Multi-Scale In Vitro 3D Tissue Model of Vascularized Bone-Cartilage Interactions

Period of Performance: 09/19/2017 - 05/31/2018

$225K

Phase 1 SBIR

Recipient Firm

CFD Research Corp.
701 McMillian Way NW Suite D
Huntsville, AL 35806
Principal Investigator

Abstract

Abstract Current in vitro models of vascularized bone tissues do not mimic the in vivo microenvironment comprising of diverse cell types in communication with each other through stromal barriers. In addition, they are hampered by lack of real-time visualization and quantitation of vasculature-bone as well as bone-cartilage interactions. In contrast, animal models while providing useful information are time consuming, expensive and in recent years, have increasingly raised ethical concerns. Furthermore, animal studies provide limited understanding of mechanistic behavior compared to well-controlled in vitro studies. Thus, there is an unmet need for an in vitro platform for improved monitoring and analysis of vascularized bone-cartilage interactions. We propose to develop and demonstrate a multi-scale model of vascularized bone-cartilage tissue for the understanding of cellular signaling with a Phase I focus on the interactions between endothelial cells, bone cells, specifically osteoblasts (bone-building cells) and osteoclasts (bone-degrading cells), and chondrocytes (cartilage cells). The multi-scale nature of the proposed approach is based on the use of (a) a microscale based vascular bone-cartilage model using microfluidics and tissue engineering to study cell signaling, which informs (b) a meso-scale vascular bone-cartilage model interrogating both engineered constructs and native tissues for structural and functional studies. Phase I will clearly and unequivocally demonstrate the use of this multiscale model of vascularized osteochondral tissue interactions for cell signaling. The developed platform will mimic the morphology, physiological flow and 3D multi-cellular compositions observed in vivo and enable an easy and robust system for evaluation of cellular responses.
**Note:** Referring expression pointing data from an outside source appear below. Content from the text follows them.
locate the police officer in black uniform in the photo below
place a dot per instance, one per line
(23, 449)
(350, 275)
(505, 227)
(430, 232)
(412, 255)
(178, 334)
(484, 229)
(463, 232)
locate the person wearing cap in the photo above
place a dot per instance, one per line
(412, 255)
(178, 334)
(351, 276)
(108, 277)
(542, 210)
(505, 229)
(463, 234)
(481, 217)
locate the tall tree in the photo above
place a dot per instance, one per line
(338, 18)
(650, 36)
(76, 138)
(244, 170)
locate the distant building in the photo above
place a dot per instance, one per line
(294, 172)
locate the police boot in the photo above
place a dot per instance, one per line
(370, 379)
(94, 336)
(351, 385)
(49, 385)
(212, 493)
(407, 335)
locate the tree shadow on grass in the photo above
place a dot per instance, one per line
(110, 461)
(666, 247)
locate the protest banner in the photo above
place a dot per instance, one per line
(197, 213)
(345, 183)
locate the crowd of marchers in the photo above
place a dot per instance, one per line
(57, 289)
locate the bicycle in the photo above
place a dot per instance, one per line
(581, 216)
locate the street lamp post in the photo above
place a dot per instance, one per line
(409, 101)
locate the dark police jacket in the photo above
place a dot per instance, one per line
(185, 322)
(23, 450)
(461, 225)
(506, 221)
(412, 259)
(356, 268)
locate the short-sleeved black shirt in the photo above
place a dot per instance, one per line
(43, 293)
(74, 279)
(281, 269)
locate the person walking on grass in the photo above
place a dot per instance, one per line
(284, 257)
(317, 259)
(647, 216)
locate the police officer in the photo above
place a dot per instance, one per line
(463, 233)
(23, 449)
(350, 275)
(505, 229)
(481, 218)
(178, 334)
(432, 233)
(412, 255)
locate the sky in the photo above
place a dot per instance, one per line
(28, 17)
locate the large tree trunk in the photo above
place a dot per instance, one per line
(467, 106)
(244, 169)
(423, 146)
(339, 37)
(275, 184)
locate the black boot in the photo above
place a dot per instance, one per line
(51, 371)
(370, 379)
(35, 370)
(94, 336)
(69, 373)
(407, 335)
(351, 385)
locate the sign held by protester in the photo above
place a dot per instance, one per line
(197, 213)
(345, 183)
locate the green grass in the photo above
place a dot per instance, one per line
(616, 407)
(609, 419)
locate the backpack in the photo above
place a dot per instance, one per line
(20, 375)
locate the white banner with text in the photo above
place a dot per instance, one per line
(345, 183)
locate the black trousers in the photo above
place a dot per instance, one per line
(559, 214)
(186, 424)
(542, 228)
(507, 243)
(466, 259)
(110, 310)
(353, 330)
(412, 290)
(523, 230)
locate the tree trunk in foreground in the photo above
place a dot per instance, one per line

In Phase II, the platform will be expanded to include other stromal cells (e.g., fibroblasts), and immune cells (e.g., macrophages), followed by detailed characterization of the signaling molecules and therapeutic screening. A multi-disciplinary industry-academic partnership with expertise in microfluidics cell based assays and musculoskeletal biology and tissue regeneration has been assembled for successful completion of this project. By providing an accurate, quantitative and predictive model of physiological interactions, the developed multi-scale platform promises to establish a new paradigm for in vitro assessment of the physiological response to therapeutics.